How Biomedical Engineering Students Learn Statistics

Faculty in Duke’s Biomedical Engineering Department agreed that students needed to apply statistics to biomedical engineering problems throughout the curriculum. Rather than teach a separate statistics course, they decided to formally incorporate statistics into the biomedical engineering (BME) curriculum; a faculty committee identified the relevant statistics topics and mapped them to the BME courses.

One draft of BME courses with statistics topics. I = introduction, T = taught in some depth, U = uses topic
Click to enlarge part of statistics topics mapped to BME courses
I = introduction, T = taught in some depth, U = uses topic

To support students learning statistics throughout the curriculum, Steve WallaceSteve Wallace developed a BME online statistics source (BOSS). The BOSS would provide continuity and uniformity of statistics education for BME majors while assisting faculty to integrate statistics in their courses.

Dr. Wallace listed requirements for the BOSS:

  • provide background material to learn statistical concepts
  • provide review materials for these concepts
  • demonstrate biomedical applications of statistics
  • provide interactive evaluation for practice
  • user friendly experience
  • accessible with mobile devices
  • use existing material as much as possible to save time.

Development of the BME online statistics source
Dr. Wallace put together a team of students in a course (BME 590: Statistics in BME) to produce the first BOSS in Sakai, reasoning that students themselves would best be able to identify materials that students would find useful.
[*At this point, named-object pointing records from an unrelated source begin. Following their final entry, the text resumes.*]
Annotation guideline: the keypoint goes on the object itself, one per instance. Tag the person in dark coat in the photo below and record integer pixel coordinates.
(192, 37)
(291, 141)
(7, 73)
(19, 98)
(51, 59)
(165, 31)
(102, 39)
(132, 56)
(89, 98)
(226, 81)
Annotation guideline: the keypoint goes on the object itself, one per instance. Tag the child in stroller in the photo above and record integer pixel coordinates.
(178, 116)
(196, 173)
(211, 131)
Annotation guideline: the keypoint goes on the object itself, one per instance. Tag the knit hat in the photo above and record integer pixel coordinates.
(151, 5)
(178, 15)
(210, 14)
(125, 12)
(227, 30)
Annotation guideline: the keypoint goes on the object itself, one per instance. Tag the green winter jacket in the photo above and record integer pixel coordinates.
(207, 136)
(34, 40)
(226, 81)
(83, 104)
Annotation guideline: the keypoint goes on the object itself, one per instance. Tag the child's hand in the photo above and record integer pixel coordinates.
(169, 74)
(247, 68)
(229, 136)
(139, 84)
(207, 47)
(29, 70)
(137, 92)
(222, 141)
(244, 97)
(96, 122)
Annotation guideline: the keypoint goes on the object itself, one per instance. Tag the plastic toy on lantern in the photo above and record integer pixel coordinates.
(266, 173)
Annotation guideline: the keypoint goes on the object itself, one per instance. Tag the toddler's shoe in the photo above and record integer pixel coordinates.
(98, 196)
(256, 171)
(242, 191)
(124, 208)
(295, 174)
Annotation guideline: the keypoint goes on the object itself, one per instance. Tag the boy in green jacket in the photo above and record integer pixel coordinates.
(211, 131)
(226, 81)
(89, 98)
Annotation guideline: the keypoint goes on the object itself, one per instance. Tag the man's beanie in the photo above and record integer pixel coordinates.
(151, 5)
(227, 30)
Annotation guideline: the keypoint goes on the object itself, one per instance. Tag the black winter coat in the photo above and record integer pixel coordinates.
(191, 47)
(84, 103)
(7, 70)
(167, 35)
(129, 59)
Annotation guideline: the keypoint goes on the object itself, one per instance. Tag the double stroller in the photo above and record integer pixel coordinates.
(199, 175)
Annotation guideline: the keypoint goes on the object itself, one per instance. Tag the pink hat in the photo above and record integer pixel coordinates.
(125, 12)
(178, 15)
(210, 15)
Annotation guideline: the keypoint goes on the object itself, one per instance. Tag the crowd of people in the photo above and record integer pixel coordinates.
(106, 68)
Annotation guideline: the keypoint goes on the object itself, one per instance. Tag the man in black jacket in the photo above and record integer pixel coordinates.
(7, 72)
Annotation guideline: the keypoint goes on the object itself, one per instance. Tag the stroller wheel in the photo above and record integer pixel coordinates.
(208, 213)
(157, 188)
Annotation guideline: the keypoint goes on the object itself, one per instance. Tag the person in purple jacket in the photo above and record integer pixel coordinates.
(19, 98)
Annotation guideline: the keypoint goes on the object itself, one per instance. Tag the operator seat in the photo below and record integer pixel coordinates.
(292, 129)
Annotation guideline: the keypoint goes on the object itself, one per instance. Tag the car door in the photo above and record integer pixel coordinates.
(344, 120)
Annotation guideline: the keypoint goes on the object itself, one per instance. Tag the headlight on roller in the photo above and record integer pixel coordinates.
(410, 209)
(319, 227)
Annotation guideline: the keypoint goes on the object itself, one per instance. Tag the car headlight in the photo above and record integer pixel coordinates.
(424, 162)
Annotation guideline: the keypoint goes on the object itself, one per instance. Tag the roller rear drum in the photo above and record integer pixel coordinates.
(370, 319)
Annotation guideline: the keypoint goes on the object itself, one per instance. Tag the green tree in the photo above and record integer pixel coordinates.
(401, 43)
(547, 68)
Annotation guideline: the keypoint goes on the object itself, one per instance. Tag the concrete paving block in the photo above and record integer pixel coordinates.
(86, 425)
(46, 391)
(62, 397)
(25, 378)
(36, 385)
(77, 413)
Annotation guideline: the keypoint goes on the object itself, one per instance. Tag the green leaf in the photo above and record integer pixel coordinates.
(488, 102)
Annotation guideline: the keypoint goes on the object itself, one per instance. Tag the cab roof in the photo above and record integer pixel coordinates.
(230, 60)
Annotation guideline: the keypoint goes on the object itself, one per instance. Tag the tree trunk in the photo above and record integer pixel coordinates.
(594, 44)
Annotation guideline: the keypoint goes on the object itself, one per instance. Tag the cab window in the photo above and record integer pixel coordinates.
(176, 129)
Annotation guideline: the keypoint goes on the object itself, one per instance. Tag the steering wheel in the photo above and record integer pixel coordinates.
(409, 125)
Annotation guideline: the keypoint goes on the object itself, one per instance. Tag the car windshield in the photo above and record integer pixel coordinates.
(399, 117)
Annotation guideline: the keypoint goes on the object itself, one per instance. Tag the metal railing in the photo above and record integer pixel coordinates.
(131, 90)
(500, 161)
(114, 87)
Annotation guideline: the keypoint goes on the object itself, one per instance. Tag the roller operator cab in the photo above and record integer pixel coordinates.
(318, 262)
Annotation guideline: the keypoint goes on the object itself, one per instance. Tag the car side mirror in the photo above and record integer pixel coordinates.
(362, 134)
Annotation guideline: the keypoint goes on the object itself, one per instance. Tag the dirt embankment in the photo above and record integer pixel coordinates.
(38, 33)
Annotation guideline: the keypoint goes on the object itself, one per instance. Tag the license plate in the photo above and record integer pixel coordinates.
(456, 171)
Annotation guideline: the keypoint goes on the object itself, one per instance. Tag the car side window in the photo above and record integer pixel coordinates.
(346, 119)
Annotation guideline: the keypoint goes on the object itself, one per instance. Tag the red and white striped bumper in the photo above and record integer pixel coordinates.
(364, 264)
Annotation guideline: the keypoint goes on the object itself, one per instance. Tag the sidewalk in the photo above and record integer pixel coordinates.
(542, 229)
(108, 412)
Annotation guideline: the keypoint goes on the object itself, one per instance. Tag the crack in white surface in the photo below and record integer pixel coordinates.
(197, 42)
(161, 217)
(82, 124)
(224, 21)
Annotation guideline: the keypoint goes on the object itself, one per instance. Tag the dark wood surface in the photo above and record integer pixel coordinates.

Dr. Wallace piloted and evaluated the first BOSS in a course he was co-teaching. Students rated their level of agreement with the statement: “This course improved my ability to apply statistics to solve engineering problems or problems at the interface of engineering and biology”. Average student agreement (1 to 5):
Prior to BOSS implementation: 3.29.
During BOSS implementation: 4.47.

To implement upgrades, Dr. Wallace worked with another team of students (BME 590, Implementation of BOSS) to re-launch the BOSS on WordPress. He continues to improve the BOSS, advises other BME faculty on integrating statistics supported by BOSS in their courses, creates course-specific BOSS pages, and is gathering data to inform the next BOSS redesign.

BME Online Statistics Source design

Dr. Wallace thought carefully both about the design of the BOSS itself, and the process for designing the BOSS. He:

  • collaborated with students to address their specific needs
  • implemented continuous improvement in response to user needs
  • gathered data on student use to improve the design and add resources
  • solicited faculty input from both BME faculty and statistics faculty
  • considered longevity and ease of maintenance of the site

In the BOSS, each topic begins with explicit Learning Objectives, key terms and their definitions, and then a series of links to resources which address the topic in text, graphics, models, and video. Students can choose the resources that best help them. Topics are organized by title, and also mapped to the relevant BME courses so that students can access what they need quickly. There are example problems with detailed solutions, equation lists, MATLAB tutorials and built-in quizzes for self-testing.

Visit BOSS and try it out yourself (log in with your Duke netid)

boss quant physiology

Student reaction
One student commented:

The integration of statistics in this class is great. I find it essential for me to fully understand and be engaged in the labs in my other classes as well. Some examples:

-In EGR 201L Mechanics of solids, my knowledge of linear regression allows me to compare the Young’s Modulus that I found in my experimental stress-strain curve with that of literature values, not only with percentage error, but also with confidence intervals!

Statistics made labs fun for me, before this semester, when in lab, I just followed the instruction in the handout without thinking. Now after the stats modules, I find myself constantly thinking about the implication of each action on experimental error and what to look out for in the experiment. In my personal opinion, any student in Pratt who does not get exposed to the application of statistics in engineering AS EARLY AS POSSIBLE will not be able to appreciate the labs in their classes nearly as much.

Integrating stats within a course that demands its application makes stats quick and easy to learn.